Voilà ce que lui propose une autre maman : repérer les signes d’endormissement de l’enfant, et avant cela, lui proposer un temps calme. Profitez de l’enfant, demander au mari de prendre le relai. Organiser des sorties, certains soirs en couple, et avoir une personne pour s’occuper de l’enfant.

 Ce qui est intéressant, c’est de voir que pour une même situation, les 2 personnes ont une vision différente et des actions différentes. Dans l’une le vécu crée du stress, dans l’autre, c’est une approche calme, où la personne s’adapte à la situation.

 

4 – La perfection n’est pas de ce monde.

Alors si vous êtes prise par le perfectionnisme, attention, vous vous mettez une pression supplémentaire, c’est sans fin. Le perfectionnisme est dur à vivre.

J’ai une bonne nouvelle, ou plutôt 2 :

  • la perfection n’est pas de ce monde, c’est une quête perdue d’avance,
  • et c’est parce que nous sommes imparfaits que notre l’enfant va apprendre de lui-même. Si vous répondez à toutes ses sollicitations, il aura du mal à rencontrer, à vivre son autonomie.

Oui c’est dur à accepter et pourtant, c’est nécessaire.

 Les parents qui sont sur le chemin de la bienveillance à l’égard de leur enfant font le constat que par moments la violence revient. Ils n’arrivent pas à être bienveillant tout le temps. Pas si simple cette histoire-là !

 

5 – Créer des moments de bonheur :

 alors là je me régale ! J’adore voir la mamie de mon fils à 4 pattes avec lui pour jouer aux voitures. Bon, je suis plutôt du genre à faire une partie de Mario kart avec eux, sur la console, ou d’organiser un karaoké.
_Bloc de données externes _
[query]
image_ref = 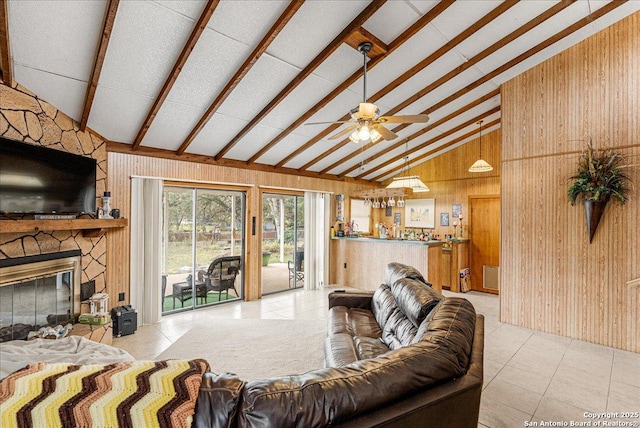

Est-ce que j’arrive à créer un moment de bonheur avec eux, pas toujours ? Là encore, lâcher la pression, sortir du rythme effréné du quotidien.

Je vous ai raconté la sortie organisée pour l’anniversaire de mon fils aîné, pour ses 12 ans ? 

moment de bonheur 😊

J’ai emmené ce groupe de garçons au laser game. Ils adorent. Et, je m’éclate à les voir grandir. J’ai rencontré certains à la crèche. Nous sommes rentrés à pied, nous avons traversé un parc. Je les ai regardé joué ensemble. Ils se bagarrent peu. Ils ont une belle complicité. Je me suis créer un moment de bonheur avec eux. J’oubliais, le petit frère adore se mêler à cette joyeuse foule plus grande que lui.

Et vous, quel moment de bonheur souhaitez-vous créer avec eux ? Une sortie, un jeu, un repas, préparer un repas ensemble, un concert, la fête de Pâques qui arrivent bientôt ? Vous me racontez.

Vous cherchez de l’inspiration, je vous propose la lecture de cet article : comment créer des moments de bonheur avec vos enfants ?

 

 

 

6 – Reconnaître que par moments, vous en avez ras-le-bol, mais vraiment ras la casquette

et cela ne remet en question votre amour pour eux. Oui, le dire haut et fort. Nous avons nos limites. Et le reconnaître va vous faire du bien.

 

7 – Allez chercher la culpabilité tapie dans l’ombre !

Oui, oui, une maman se pose la question de déposer son enfant à la crèche pendant ses vacances. La culpabilité l’empêche de le faire. Elle DOIT s’occuper de son enfant. Et pourtant, elle parle de fatigue.

Là, ce que je vais vous dire, n’est pas un scoop. Les vacances en famille sont rarement des moments de repos pour les parents, sauf s’il y a d’autres enfants. Ils seront très occupés à jouer. Là, ils vont vous oublier.

 

 

8 -Prendre soin de vous,

peut passer à la trappe avec l’arrivée des enfants. Quand vous devenez maman, cette fonction prend une grande place, au point de vous oublier, et oubliez votre couple.

 

9 – Trouvez de l’amour, des ressources, du soutien dans votre couple.

 

 

10 – Maintenir une activité extérieure,

 celle que vous aimez. 

Pour trouver des ressources, vos activités favorites vont vous aider. Vous allez-vous aérée, bouger, retrouver des adultes pour échanger, avoir des contacts.
S’occuper des enfants à tendance à vous vider, vous fatiguer. Donc recharger vos batteries est nécessaire.

 

11 – Et pour finir, vos amis sont également là

 

pour vous donner de la joie élément essentiel à votre épanouissement.